1 lb. meat, cut into strips (chicken, beef or pork)
1 cup shredded cabbage
1 cup shredded carrots
1 cup sliced onions
1 cup sliced green pepper
1/4 cup chopped garlic
1 pkg. Yaki-soba noodles
1 cup bean sprouts
2 Tbsp cooking oil
salt, pepper and soy sauce to taste
MSG (Accent)
saki (rice wine to drink with meal)

Note: Yaki-soba noodles can be found in the oriental
foods sections. White rice may be substituted for the noodles
if desired.
Mix meat, garlic, soy sauce, salt, pepper and MSG; allow
to sit for 2 hours. Boil water to cook noodles (per package
instruction) leave noodles slightly firm. Drain. In skillet
or wok heat 2 tablespoons oil. Add onion and meat. When meat
is cooked, add all vegetables. Stir-fry until vegetables are
hot, yet crunchy. Serve over noodles, add more soy sauce to
taste. Heat saki and serve warm as a beverage. Makes approximately 4 servings.

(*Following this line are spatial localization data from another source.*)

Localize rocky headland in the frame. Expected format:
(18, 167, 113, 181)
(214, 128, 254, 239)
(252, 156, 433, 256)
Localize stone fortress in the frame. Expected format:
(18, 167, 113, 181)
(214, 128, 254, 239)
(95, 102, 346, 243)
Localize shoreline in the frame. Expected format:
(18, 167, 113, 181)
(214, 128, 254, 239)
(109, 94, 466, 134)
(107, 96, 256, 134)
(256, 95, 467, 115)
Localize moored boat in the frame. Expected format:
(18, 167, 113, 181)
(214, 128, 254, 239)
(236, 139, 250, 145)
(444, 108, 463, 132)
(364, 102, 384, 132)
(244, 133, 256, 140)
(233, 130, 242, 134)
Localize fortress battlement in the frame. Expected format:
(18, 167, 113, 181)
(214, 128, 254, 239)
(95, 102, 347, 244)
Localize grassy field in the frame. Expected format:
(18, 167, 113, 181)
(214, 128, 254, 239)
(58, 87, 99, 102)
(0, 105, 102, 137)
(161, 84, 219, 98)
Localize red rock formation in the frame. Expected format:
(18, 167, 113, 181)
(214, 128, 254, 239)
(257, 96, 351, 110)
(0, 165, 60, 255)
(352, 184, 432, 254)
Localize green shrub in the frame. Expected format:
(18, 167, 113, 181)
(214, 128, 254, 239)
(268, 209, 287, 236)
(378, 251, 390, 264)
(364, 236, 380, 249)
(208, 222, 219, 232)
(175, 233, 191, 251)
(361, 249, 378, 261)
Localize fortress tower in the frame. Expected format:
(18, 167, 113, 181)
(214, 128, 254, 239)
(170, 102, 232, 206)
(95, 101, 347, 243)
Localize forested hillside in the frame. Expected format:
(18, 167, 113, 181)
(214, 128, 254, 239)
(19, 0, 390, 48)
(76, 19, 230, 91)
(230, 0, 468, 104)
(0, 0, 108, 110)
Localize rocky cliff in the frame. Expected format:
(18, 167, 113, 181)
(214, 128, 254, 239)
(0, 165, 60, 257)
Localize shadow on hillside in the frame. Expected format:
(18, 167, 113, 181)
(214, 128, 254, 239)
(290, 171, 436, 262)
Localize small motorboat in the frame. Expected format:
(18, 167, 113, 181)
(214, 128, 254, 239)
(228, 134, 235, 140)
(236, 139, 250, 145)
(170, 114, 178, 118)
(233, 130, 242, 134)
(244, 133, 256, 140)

YAKI SOBA (ORIENTAL CABBAGE)

1 lb. hamburger, browned and drained
1 cup water
1 1/2 cup carrots, sliced
3 oz. (2 pkg.) Ramen Oriental noodles
2 cup cabbage, chopped
spice from pkg. of noodles
1/2 cup chopped onion
1/4 cup green pepper

Cook hamburger (after browning), carrots, cabbage and
onions with water until carrots are tender. Add noodle spices
and pepper. Cover and cook at slow heat for about 15 minutes.
Stir noodles in and cook a few minutes longer until noodles are
done. Put in casserole and keep in heated oven until ready to
serve. Good for potluck suppers. A meal in a dish.